Music

The Zombies Celebrate Sixties Hits During Triumphant Rock Hall Performance


The Zombies revisited their idiosyncratic psych-pop at the Rock and Roll Hall of Fame induction ceremony on Friday night. The surviving members of the Zombies’ Oddessey and Oracle lineup reunited after giving speeches for a rousing performance, which leaned heavily on songs from that landmark 1968 album.

Singer Colin Blunstone, keyboardist Rod Argent, bassist Chris White and drummer Hugh Grundy clapped and sighed as they kicked things off with “Time of the Season.” They didn’t miss a beat, a “Who’s your daddy?” or an extended keyboard solo as the stage swirled with psychedelic colors and images of the band in the Sixties were projected behind them. Blunstone held out his arms as he sang the song’s chorus.

They slowed things down next with gently swaggering “This Will Be Our Year,” with help from a four-part horn section. Next up was the sweetly lilting “Tell Her No,” from their self-titled 1964 debut LP. Blunstone smiled and held his arm out as he sang, “her love belongs to me.”

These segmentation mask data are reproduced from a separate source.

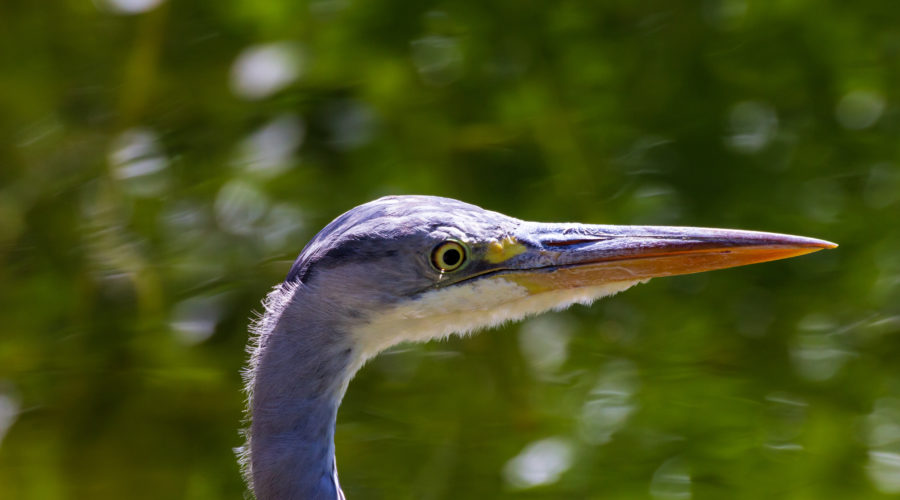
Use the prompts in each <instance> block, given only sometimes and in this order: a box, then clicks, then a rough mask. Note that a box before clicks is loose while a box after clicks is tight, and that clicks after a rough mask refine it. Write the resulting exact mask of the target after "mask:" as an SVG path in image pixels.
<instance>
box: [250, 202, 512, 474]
mask: <svg viewBox="0 0 900 500" xmlns="http://www.w3.org/2000/svg"><path fill="white" fill-rule="evenodd" d="M520 223H521V221H519V220H518V219H514V218H512V217H508V216H505V215H503V214H500V213H497V212H490V211H487V210H484V209H482V208H480V207H477V206H475V205H470V204H468V203H463V202H460V201H457V200H453V199H449V198H441V197H435V196H388V197H384V198H379V199H377V200H374V201H372V202H369V203H366V204H363V205H360V206H358V207H356V208H353V209H351V210H349V211H348V212H346V213H344V214H343V215H341V216H339V217H338V218H336V219H335V220H334V221H332V222H331V223H330V224H328V225H327V226H326V227H325V228H323V229H322V230H321V231H320V232H319V233H318V234H317V235H316V236H315V237H313V239H312V240H311V241H310V242H309V243H308V244H307V245H306V246H305V247H304V248H303V250H302V251H301V252H300V254H299V256H298V257H297V259H296V261H295V262H294V264H293V266H292V267H291V269H290V271H289V272H288V275H287V277H286V279H285V281H284V282H283V283H281V284H280V285H277V286H275V288H274V289H273V290H272V291H271V292H270V293H269V294H268V296H267V297H266V299H265V300H264V302H263V305H264V311H263V313H262V314H260V315H259V316H258V317H257V318H256V319H255V320H254V321H253V322H252V324H251V325H250V332H251V338H250V341H249V343H248V348H247V350H248V354H249V360H248V363H247V366H246V368H245V370H244V371H243V378H244V391H245V394H246V397H247V412H246V422H247V424H248V425H249V424H250V423H251V420H252V417H253V416H252V414H251V410H252V408H253V400H254V385H255V384H256V383H257V381H258V374H259V370H260V362H261V360H262V359H263V357H264V354H265V352H266V348H267V344H268V341H269V339H270V338H271V336H272V334H273V331H275V330H276V328H279V322H281V321H282V320H283V319H284V318H288V317H289V318H290V321H291V322H297V321H298V319H297V314H295V313H290V314H289V313H288V312H289V311H290V310H291V309H294V310H299V309H300V308H299V307H297V304H296V302H297V300H299V299H297V300H295V299H296V297H299V296H303V297H304V300H309V299H310V297H315V299H316V300H321V301H322V304H325V305H326V307H323V308H321V309H322V310H323V311H324V310H326V309H327V311H328V312H327V313H321V314H318V316H319V317H318V318H309V317H308V316H307V317H301V318H300V321H301V322H302V321H316V322H319V323H320V324H321V322H322V317H321V316H323V315H327V316H328V318H327V319H328V321H332V319H333V318H343V319H336V320H334V321H356V322H359V321H365V320H366V318H365V317H366V314H368V313H371V312H374V311H378V310H383V309H384V308H385V307H389V306H390V305H391V304H392V303H393V302H396V301H399V300H403V299H410V298H412V296H414V295H415V293H416V292H417V291H420V290H423V289H426V288H428V287H429V286H432V285H433V284H434V282H435V278H436V277H435V270H434V269H433V268H431V267H430V264H429V261H428V255H429V254H430V249H431V248H433V247H434V246H435V245H437V244H438V243H440V242H442V241H444V240H445V239H447V238H455V239H459V240H464V241H470V242H478V241H489V240H497V239H501V238H503V237H505V236H506V235H509V234H512V232H513V231H514V230H515V228H516V227H517V226H518V225H519V224H520ZM300 326H301V325H292V326H289V328H296V329H298V330H299V329H300ZM284 327H285V325H281V327H280V328H284ZM335 331H336V332H337V331H338V330H335ZM336 334H337V333H336ZM298 362H299V361H298ZM296 383H301V384H302V383H303V381H297V382H296ZM243 434H244V436H245V439H246V442H245V445H244V446H242V447H241V448H238V449H237V450H236V452H237V453H238V455H239V457H240V462H241V465H242V472H243V474H244V477H245V479H246V480H247V484H249V485H251V488H252V484H253V483H252V478H251V476H252V470H251V460H250V455H249V454H250V443H251V439H252V436H251V435H250V432H249V430H244V431H243ZM335 484H337V480H336V474H335Z"/></svg>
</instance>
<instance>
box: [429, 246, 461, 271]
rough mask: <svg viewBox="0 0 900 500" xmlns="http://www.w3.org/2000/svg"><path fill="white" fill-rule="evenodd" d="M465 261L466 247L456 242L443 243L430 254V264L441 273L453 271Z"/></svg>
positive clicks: (457, 267) (458, 266) (455, 269)
mask: <svg viewBox="0 0 900 500" xmlns="http://www.w3.org/2000/svg"><path fill="white" fill-rule="evenodd" d="M465 261H466V247H464V246H463V245H462V243H460V242H458V241H453V240H449V241H445V242H443V243H441V244H440V245H438V246H436V247H435V248H434V250H433V251H432V252H431V264H432V265H434V267H435V269H437V270H438V271H441V272H447V271H454V270H456V269H459V267H460V266H462V265H463V263H464V262H465Z"/></svg>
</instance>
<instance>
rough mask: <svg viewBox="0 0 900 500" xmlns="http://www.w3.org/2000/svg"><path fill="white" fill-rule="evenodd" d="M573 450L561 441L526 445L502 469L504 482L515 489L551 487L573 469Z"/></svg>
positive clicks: (551, 438) (545, 442)
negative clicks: (523, 449)
mask: <svg viewBox="0 0 900 500" xmlns="http://www.w3.org/2000/svg"><path fill="white" fill-rule="evenodd" d="M573 458H574V450H573V449H572V445H571V443H569V442H568V441H567V440H565V439H563V438H558V437H552V438H547V439H542V440H540V441H536V442H534V443H531V444H529V445H528V446H526V447H525V449H524V450H522V452H521V453H519V454H518V455H516V456H515V457H513V458H512V459H511V460H510V461H509V462H507V463H506V466H505V467H504V469H503V476H504V477H505V478H506V482H507V483H508V484H509V485H510V486H512V487H513V488H516V489H524V488H532V487H535V486H540V485H544V484H552V483H555V482H556V481H558V480H559V478H560V476H562V474H563V473H564V472H565V471H567V470H569V468H570V467H571V466H572V460H573Z"/></svg>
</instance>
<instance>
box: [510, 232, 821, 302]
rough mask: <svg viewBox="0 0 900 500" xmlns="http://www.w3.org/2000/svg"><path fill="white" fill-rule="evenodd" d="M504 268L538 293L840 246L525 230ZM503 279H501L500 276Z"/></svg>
mask: <svg viewBox="0 0 900 500" xmlns="http://www.w3.org/2000/svg"><path fill="white" fill-rule="evenodd" d="M504 244H506V245H509V247H508V248H504V249H503V253H505V254H506V255H509V256H510V257H509V258H507V259H504V260H503V262H502V263H500V262H498V264H499V266H498V267H499V268H501V270H499V272H500V273H503V274H504V275H505V277H507V278H513V279H514V280H515V281H516V282H517V283H519V284H522V285H524V286H526V287H527V288H528V289H529V290H531V291H532V292H533V293H537V292H541V291H547V290H558V289H566V288H577V287H585V286H596V285H600V284H605V283H611V282H621V281H637V280H646V279H649V278H654V277H659V276H673V275H678V274H690V273H699V272H703V271H711V270H714V269H723V268H727V267H735V266H743V265H747V264H755V263H758V262H766V261H770V260H777V259H786V258H788V257H796V256H798V255H804V254H808V253H811V252H816V251H818V250H822V249H825V248H835V247H837V245H836V244H835V243H831V242H829V241H824V240H819V239H814V238H806V237H803V236H792V235H788V234H776V233H763V232H757V231H739V230H732V229H710V228H697V227H667V226H604V225H581V224H540V223H525V224H523V225H522V226H521V227H520V230H519V231H517V234H516V236H515V238H514V239H511V240H510V241H509V242H508V243H504ZM495 272H497V271H495Z"/></svg>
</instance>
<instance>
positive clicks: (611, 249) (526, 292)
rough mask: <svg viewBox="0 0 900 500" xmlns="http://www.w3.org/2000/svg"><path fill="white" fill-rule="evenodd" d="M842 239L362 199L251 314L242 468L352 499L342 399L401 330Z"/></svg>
mask: <svg viewBox="0 0 900 500" xmlns="http://www.w3.org/2000/svg"><path fill="white" fill-rule="evenodd" d="M835 246H836V245H835V244H834V243H830V242H827V241H823V240H818V239H813V238H805V237H800V236H790V235H785V234H775V233H763V232H755V231H738V230H728V229H708V228H695V227H665V226H612V225H589V224H573V223H537V222H526V221H522V220H518V219H515V218H513V217H509V216H506V215H503V214H500V213H497V212H492V211H488V210H484V209H482V208H480V207H477V206H474V205H470V204H467V203H463V202H460V201H456V200H452V199H448V198H438V197H432V196H391V197H385V198H381V199H378V200H375V201H372V202H369V203H366V204H364V205H360V206H358V207H356V208H353V209H352V210H350V211H348V212H346V213H345V214H343V215H341V216H340V217H338V218H337V219H335V220H334V221H332V222H331V223H330V224H328V225H327V226H326V227H325V228H324V229H323V230H322V231H321V232H319V233H318V234H317V235H316V236H315V237H314V238H313V239H312V240H311V241H310V242H309V243H308V244H307V245H306V247H305V248H304V249H303V251H301V252H300V255H299V257H298V258H297V260H296V261H295V262H294V265H293V266H292V267H291V270H290V272H289V273H288V275H287V278H286V279H285V281H284V282H283V283H281V284H280V285H278V286H276V287H275V288H274V289H273V290H272V291H271V292H270V293H269V295H268V297H267V298H266V300H265V302H264V303H265V311H264V313H263V314H262V315H261V316H260V318H259V319H258V320H257V321H256V322H255V323H254V325H253V328H252V329H253V337H252V339H253V340H252V341H251V344H250V346H249V349H248V350H249V351H250V361H249V364H248V367H247V368H246V370H245V382H246V390H247V394H248V416H249V417H250V426H249V429H247V431H246V437H247V443H246V444H245V446H244V447H243V448H242V450H241V459H242V462H243V466H244V471H245V473H246V475H247V478H248V481H249V483H250V484H251V488H252V489H253V491H254V493H255V495H256V497H257V498H258V499H259V500H272V499H282V500H283V499H339V498H343V497H344V495H343V493H342V491H341V488H340V485H339V483H338V477H337V467H336V465H335V458H334V456H335V454H334V430H335V418H336V416H337V411H338V406H339V405H340V403H341V399H342V398H343V396H344V392H345V390H346V389H347V385H348V384H349V382H350V379H351V378H353V376H354V374H355V373H356V372H357V370H359V369H360V367H361V366H362V365H363V364H364V363H365V362H366V360H368V359H370V358H371V357H373V356H375V355H376V354H378V353H379V352H381V351H383V350H384V349H386V348H388V347H390V346H392V345H395V344H397V343H400V342H406V341H413V342H423V341H427V340H431V339H438V338H443V337H447V336H448V335H452V334H465V333H469V332H473V331H476V330H478V329H481V328H486V327H490V326H493V325H497V324H499V323H502V322H505V321H511V320H517V319H520V318H523V317H525V316H528V315H532V314H537V313H541V312H544V311H548V310H551V309H562V308H565V307H568V306H569V305H571V304H575V303H581V304H589V303H591V302H593V301H594V300H596V299H599V298H601V297H604V296H607V295H611V294H614V293H617V292H620V291H622V290H625V289H627V288H629V287H631V286H633V285H635V284H637V283H642V282H645V281H647V280H649V279H650V278H654V277H659V276H671V275H677V274H687V273H696V272H701V271H709V270H713V269H722V268H726V267H732V266H740V265H745V264H752V263H757V262H764V261H769V260H775V259H782V258H787V257H793V256H797V255H803V254H806V253H810V252H815V251H817V250H821V249H823V248H834V247H835Z"/></svg>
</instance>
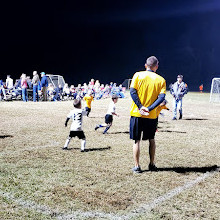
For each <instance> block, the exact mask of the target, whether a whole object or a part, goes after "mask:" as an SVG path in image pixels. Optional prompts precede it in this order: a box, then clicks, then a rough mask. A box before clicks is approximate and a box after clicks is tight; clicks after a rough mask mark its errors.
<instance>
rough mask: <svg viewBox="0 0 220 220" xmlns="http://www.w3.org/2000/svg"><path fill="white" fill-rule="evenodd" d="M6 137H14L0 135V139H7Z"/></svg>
mask: <svg viewBox="0 0 220 220" xmlns="http://www.w3.org/2000/svg"><path fill="white" fill-rule="evenodd" d="M7 137H14V136H12V135H0V139H4V138H7Z"/></svg>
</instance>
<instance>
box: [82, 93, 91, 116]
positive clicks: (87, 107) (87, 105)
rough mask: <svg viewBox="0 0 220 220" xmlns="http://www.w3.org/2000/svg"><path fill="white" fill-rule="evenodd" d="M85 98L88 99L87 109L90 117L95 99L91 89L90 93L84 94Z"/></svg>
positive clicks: (86, 104)
mask: <svg viewBox="0 0 220 220" xmlns="http://www.w3.org/2000/svg"><path fill="white" fill-rule="evenodd" d="M83 100H85V101H86V107H85V110H86V112H87V117H88V116H89V113H90V112H91V103H92V101H93V96H92V91H89V92H88V94H87V95H85V96H84V98H83Z"/></svg>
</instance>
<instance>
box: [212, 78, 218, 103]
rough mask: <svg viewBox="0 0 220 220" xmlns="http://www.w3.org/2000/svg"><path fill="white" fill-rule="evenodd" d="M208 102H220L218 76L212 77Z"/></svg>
mask: <svg viewBox="0 0 220 220" xmlns="http://www.w3.org/2000/svg"><path fill="white" fill-rule="evenodd" d="M209 101H210V102H220V78H213V79H212V85H211V91H210V100H209Z"/></svg>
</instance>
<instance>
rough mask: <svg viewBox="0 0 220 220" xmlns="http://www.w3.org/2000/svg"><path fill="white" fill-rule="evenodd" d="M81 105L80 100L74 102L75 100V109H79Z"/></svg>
mask: <svg viewBox="0 0 220 220" xmlns="http://www.w3.org/2000/svg"><path fill="white" fill-rule="evenodd" d="M80 105H81V100H80V99H74V100H73V106H74V107H75V108H79V107H80Z"/></svg>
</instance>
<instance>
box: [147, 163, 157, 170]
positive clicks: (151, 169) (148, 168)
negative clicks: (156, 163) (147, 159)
mask: <svg viewBox="0 0 220 220" xmlns="http://www.w3.org/2000/svg"><path fill="white" fill-rule="evenodd" d="M148 169H149V170H150V171H158V169H157V167H156V166H155V164H149V166H148Z"/></svg>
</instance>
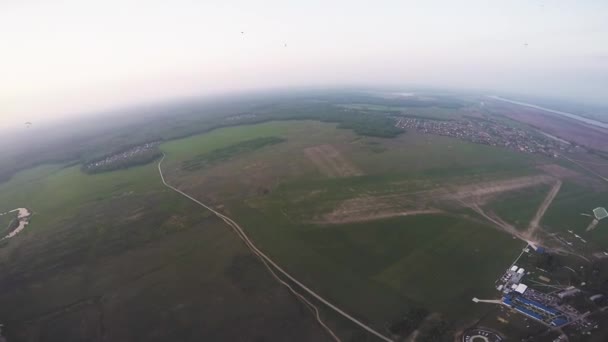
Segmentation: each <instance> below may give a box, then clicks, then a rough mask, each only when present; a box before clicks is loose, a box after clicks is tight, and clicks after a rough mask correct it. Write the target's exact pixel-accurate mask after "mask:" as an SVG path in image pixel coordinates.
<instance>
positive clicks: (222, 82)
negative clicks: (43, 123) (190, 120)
mask: <svg viewBox="0 0 608 342" xmlns="http://www.w3.org/2000/svg"><path fill="white" fill-rule="evenodd" d="M606 18H608V1H604V0H597V1H594V0H588V1H578V0H555V1H549V0H547V1H534V0H523V1H520V0H509V1H485V0H484V1H481V0H479V1H477V0H470V1H467V0H460V1H439V0H421V1H418V0H416V1H414V0H411V1H410V0H396V1H388V0H375V1H371V0H370V1H356V0H345V1H342V0H340V1H331V0H306V1H289V0H279V1H275V0H270V1H257V0H242V1H241V0H238V1H231V0H220V1H215V0H199V1H195V0H172V1H156V0H146V1H134V0H103V1H96V0H77V1H72V0H53V1H46V0H0V46H1V48H0V128H6V127H19V125H21V126H22V125H23V123H24V122H26V121H32V122H35V123H39V122H42V123H44V122H47V121H50V120H53V119H58V118H64V117H69V116H75V115H83V113H94V112H99V111H105V110H110V109H112V108H116V107H124V106H128V105H132V104H139V103H145V102H154V101H162V100H164V99H171V98H176V97H182V96H195V95H213V94H220V93H226V92H230V91H242V90H254V89H264V88H280V87H295V86H298V87H302V86H316V87H324V86H337V85H352V84H356V85H369V86H377V85H404V86H407V85H419V86H436V87H444V88H463V89H480V90H483V91H494V92H500V91H508V92H516V93H522V94H530V95H545V96H547V95H548V96H554V97H566V98H571V99H578V100H582V101H592V102H598V103H601V102H604V103H606V102H608V97H607V96H606V94H608V43H607V42H608V20H606ZM404 90H408V89H404Z"/></svg>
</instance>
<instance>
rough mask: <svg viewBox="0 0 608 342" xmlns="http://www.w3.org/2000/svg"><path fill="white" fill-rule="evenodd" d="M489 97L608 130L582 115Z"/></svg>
mask: <svg viewBox="0 0 608 342" xmlns="http://www.w3.org/2000/svg"><path fill="white" fill-rule="evenodd" d="M488 97H489V98H492V99H495V100H499V101H504V102H509V103H513V104H517V105H520V106H524V107H530V108H534V109H540V110H544V111H545V112H549V113H554V114H558V115H562V116H565V117H568V118H570V119H574V120H578V121H581V122H584V123H586V124H588V125H593V126H597V127H602V128H608V123H605V122H601V121H597V120H593V119H589V118H586V117H584V116H580V115H577V114H572V113H568V112H562V111H559V110H555V109H550V108H545V107H541V106H537V105H534V104H531V103H525V102H520V101H515V100H509V99H505V98H503V97H500V96H488Z"/></svg>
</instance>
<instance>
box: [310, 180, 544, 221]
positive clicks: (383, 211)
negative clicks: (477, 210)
mask: <svg viewBox="0 0 608 342" xmlns="http://www.w3.org/2000/svg"><path fill="white" fill-rule="evenodd" d="M551 182H555V178H553V177H550V176H547V175H539V176H526V177H518V178H512V179H507V180H500V181H490V182H480V183H476V184H468V185H462V186H456V187H451V188H450V187H446V188H440V189H435V190H426V191H417V192H402V193H391V194H390V195H388V194H387V195H376V196H370V195H368V196H359V197H356V198H350V199H347V200H345V201H342V202H340V203H339V204H338V205H337V206H336V207H335V208H334V209H333V210H332V211H331V212H329V213H327V214H324V215H323V216H322V217H321V218H320V219H319V220H318V221H317V222H318V223H330V224H334V223H347V222H360V221H370V220H376V219H381V218H388V217H395V216H407V215H421V214H437V213H441V212H442V210H441V209H439V208H441V207H442V206H445V205H447V204H449V203H457V204H458V205H464V206H466V207H475V208H479V205H482V204H483V203H485V202H486V201H487V200H489V199H490V198H492V197H494V196H496V195H499V194H501V193H504V192H508V191H514V190H519V189H523V188H526V187H531V186H536V185H538V184H542V183H551ZM509 230H510V231H511V229H509ZM512 231H515V228H512Z"/></svg>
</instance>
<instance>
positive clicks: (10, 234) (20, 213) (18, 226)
mask: <svg viewBox="0 0 608 342" xmlns="http://www.w3.org/2000/svg"><path fill="white" fill-rule="evenodd" d="M14 212H19V213H18V214H17V220H19V226H18V227H17V228H15V230H13V231H12V232H10V233H9V234H8V235H7V236H5V237H3V238H2V239H0V241H2V240H4V239H10V238H12V237H13V236H15V235H17V234H19V233H21V231H22V230H24V229H25V227H27V225H28V224H30V216H31V215H32V214H31V213H30V211H29V210H27V209H26V208H17V209H13V210H11V211H9V212H6V213H2V214H0V215H6V214H8V213H14Z"/></svg>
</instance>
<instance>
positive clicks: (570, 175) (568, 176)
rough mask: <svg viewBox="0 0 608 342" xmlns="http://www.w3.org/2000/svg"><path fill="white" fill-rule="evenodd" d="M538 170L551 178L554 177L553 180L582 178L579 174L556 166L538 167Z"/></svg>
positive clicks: (580, 174) (571, 170)
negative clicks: (546, 173) (549, 174)
mask: <svg viewBox="0 0 608 342" xmlns="http://www.w3.org/2000/svg"><path fill="white" fill-rule="evenodd" d="M538 168H539V169H541V170H543V171H545V172H546V173H548V174H550V175H551V176H554V177H555V178H559V179H568V178H579V177H583V175H581V174H580V173H578V172H576V171H573V170H570V169H567V168H565V167H563V166H560V165H557V164H545V165H540V166H539V167H538Z"/></svg>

For the last song, they played what Argent told the crowd was “just about the first song I wrote,” their first single, 1964’s “She’s Not There.” As Argent played the song’s organ solo, the people in the front rows on the floor — the highest priced tables — all got up to show their affection. For the song’s last notes, the musicians each stood up and stretched out their arms in victory.

The Zombies’ Rock Hall entrance has been a long time coming: The group was first eligible for induction in 1989. They appeared on their first ballot in 2014 and were voted in after their fourth nomination.

The Zombies’ long wait is not out of character — it has always taken their music time to sink in. “I remember when we played our first single [‘She’s Not There’] to the record company, they didn’t think it was commercial,” keyboardist Rod Argent told Rolling Stone. “… Certainly nobody thought ‘Time of the Season’ [which eventually reached Number Three on the Hot 100] was terribly commercial.”

“Rod will always say that Odessey and Oracle got some good reviews at the time, and it probably did, but overall it didn’t get a great reaction, and certainly not commercially,” lead singer Colin Blunstone added. “It’s always intrigued me that over a period of time, with nobody promoting the album, no one marketing it, people’s attitudes towards the album changed.”

The Zombies’ Rock Hall induction ceremony falls on an auspicious date for the group. March 29 is “to the day — 50 years after ‘Time of the Season’ became Number One on Cashbox,” Argent said.

“When I was a kid, Elvis [Presley] seemed like someone from another galaxy,” Argent continued. “American culture and American music of that sort seemed so far away from anything that I could aspire to at that moment. To think that all these years later, I’m on the same roster as Miles Davis, Ray Charles and all my heroes that have been inducted into the Rock and Roll Hall of Fame, it just feels like a complete honor.”